Tuesday, June 09, 2009

Bound, blindfolded and beaten – by Israeli troops.

They say troops are led from the front. So this news shouldn't be any great surprise when we have already heard Colonel Itai Virob of the IDF say this:

Last month, Colonel Virob testified in a military court that hitting detained Palestinians could be justified. "Standing them against walls, pushing them, a blow that doesn't cause injury. Certainly, these are things that are commonly used in an attempt to accomplish the mission," he said.
Now, two Israeli officers have testified that Israeli troops beat prisoners who are already bound and blindfolded, some of whom are as young as fourteen.

Both the soldiers, from the Harub battalion, highlighted the tight tying of the plastic hand restraints placed on detainees. "There are people who think you need to tighten the restraints all the way, until no drop of blood will pass from here to there," one soldier said. "It doesn't take much time until the hands turn blue. There were a lot of people that you know weren't feeling anything."

He said about 150 Palestinians, some as young as 14, were bound, blindfolded and detained at the village school during the operation, which lasted from 3am to 3pm. He was told it was aimed at preventing village youths throwing stones against nearby settler roads. It was clear many of the people detained had done nothing wrong, but they were held to gather intelligence, he said.

The worst beatings were in the bathrooms, he said. "The soldiers who took [detainees] to the toilet just exploded [over] them with beatings; cursed them with no reason. When they took one Arab to the toilet so that he could urinate, one of them gave him a slap that brought him to the ground. He had been handcuffed from behind with a nylon restraint and blindfolded. He wasn't insolent, he didn't do anything to get on anyone's nerves ... [it was] just because he's an Arab. He was something like 15 years old." The soldier said he saw a lot of soldiers "just knee [Palestinians] because it's boring, because you stand there 10 hours, you're not doing anything, so they beat people up."

A second soldier described a "fanatical atmosphere" during the search operations. "We would go into a house and turn the whole thing upside down," he recalled, but no weapons were found. "They confiscated kitchen knives."

The first soldier said involvement was widespread."There were a lot of reservists that participated, and they totally had a celebration on the Palestinians: curses, humiliation, pulling hair and ears, kicks, slaps. These things were the norm." He said the incidents in the toilet were the "extreme" and added that the beatings did not draw blood. They were "dry beatings, but it's still a beating".

These stories are obviously not comparative with Abu Ghraib and the horrors of the Bush/Cheney torture regime. They do however highlight the humiliation which Obama spoke of when he recently described the Israeli occupation of Palestine.

We are hearing here of people being beaten simply because the soldiers are bored. Of people being held, handcuffed so tightly that their hands turn blue, despite the fact that they are accused of no crime.

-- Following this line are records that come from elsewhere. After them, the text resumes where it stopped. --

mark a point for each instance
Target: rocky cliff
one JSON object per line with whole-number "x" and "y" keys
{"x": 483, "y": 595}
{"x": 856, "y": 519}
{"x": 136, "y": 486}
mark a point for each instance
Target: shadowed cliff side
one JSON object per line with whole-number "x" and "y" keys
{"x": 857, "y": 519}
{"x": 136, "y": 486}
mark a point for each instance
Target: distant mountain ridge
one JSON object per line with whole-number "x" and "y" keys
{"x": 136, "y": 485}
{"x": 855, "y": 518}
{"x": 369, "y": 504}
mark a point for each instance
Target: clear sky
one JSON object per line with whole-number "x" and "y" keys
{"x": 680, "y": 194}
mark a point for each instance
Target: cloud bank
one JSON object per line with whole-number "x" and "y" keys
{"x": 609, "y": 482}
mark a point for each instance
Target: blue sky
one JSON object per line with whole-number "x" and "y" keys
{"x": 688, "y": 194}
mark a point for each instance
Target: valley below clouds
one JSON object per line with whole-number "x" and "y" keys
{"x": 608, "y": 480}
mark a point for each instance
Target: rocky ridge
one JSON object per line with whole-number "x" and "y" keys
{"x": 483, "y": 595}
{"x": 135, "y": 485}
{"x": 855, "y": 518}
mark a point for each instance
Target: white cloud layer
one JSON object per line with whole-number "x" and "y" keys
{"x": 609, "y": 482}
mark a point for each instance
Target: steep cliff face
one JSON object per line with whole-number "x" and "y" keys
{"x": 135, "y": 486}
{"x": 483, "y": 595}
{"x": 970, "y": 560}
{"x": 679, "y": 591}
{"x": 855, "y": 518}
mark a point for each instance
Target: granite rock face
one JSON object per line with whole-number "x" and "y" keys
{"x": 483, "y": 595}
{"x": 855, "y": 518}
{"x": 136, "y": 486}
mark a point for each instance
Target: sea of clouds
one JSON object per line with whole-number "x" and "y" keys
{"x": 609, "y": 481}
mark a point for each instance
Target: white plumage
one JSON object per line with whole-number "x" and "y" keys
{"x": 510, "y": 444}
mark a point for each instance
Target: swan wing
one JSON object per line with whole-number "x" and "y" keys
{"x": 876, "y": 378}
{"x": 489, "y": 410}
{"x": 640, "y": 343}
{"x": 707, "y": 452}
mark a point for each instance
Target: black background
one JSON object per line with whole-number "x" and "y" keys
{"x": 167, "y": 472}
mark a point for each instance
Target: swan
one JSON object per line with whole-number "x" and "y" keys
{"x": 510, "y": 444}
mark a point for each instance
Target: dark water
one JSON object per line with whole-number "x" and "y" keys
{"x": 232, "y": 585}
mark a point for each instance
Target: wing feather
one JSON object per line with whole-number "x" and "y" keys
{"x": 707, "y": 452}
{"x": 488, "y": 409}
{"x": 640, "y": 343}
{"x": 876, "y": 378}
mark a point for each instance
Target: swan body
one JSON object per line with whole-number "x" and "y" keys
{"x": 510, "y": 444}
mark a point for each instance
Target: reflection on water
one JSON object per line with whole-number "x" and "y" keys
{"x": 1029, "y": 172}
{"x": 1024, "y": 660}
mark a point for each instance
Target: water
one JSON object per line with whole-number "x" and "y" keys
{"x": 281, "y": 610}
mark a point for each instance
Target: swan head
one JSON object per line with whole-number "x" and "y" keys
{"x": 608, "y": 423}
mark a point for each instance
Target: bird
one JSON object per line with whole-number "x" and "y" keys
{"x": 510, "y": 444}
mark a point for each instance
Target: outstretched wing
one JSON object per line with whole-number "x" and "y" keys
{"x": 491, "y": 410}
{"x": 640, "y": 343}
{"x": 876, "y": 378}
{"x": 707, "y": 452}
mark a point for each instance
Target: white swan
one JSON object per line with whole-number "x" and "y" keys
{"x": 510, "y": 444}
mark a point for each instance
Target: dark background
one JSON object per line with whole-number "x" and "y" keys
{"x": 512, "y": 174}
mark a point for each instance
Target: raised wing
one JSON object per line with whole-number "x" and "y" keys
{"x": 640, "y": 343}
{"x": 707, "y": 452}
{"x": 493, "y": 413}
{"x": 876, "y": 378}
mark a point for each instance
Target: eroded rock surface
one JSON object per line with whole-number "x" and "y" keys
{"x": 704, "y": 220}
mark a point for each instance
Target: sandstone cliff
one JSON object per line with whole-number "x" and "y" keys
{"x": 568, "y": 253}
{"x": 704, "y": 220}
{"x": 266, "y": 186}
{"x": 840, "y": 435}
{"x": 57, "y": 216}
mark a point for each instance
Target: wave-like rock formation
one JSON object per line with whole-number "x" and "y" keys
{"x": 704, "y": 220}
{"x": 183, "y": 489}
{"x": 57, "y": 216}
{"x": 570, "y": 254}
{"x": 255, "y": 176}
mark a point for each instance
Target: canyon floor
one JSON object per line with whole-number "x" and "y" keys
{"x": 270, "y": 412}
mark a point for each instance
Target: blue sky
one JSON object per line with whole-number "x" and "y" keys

Perhaps the horrors of Abu Ghraib have made this seem like no big deal. Certainly the war on a noun has brought out a cruelty and a callousness towards one's perceived enemies amongst the right wing which, prior to 9-11, would have been unthinkable.

We now have shock jocks on American TV calling for people to be tortured. Indeed, O'Reilly went as far as to say that people who opposed torture were despicable.

So, against that background, the Israelis are only giving these Palestinians a little roughing up.

I wonder though when this became acceptable to us?

When did it become acceptable for a Colonel to talk of, "Standing them against walls, pushing them, a blow that doesn't cause injury" and for large parts of the population not to recoil in horror?

When did we lose our ability to empathise? To imagine how we might feel if were we to be that innocent person being treated in such a manner by people far more powerful ourselves?

Certainly the two Israeli soldiers speaking out realise the fundamental wrong of what they have witnessed.

Why are they the exception?

Why don't Bill O'Reilly and others get it? I genuinely wonder what large swathes of our society have become when I hear people regularly defending the indefensible.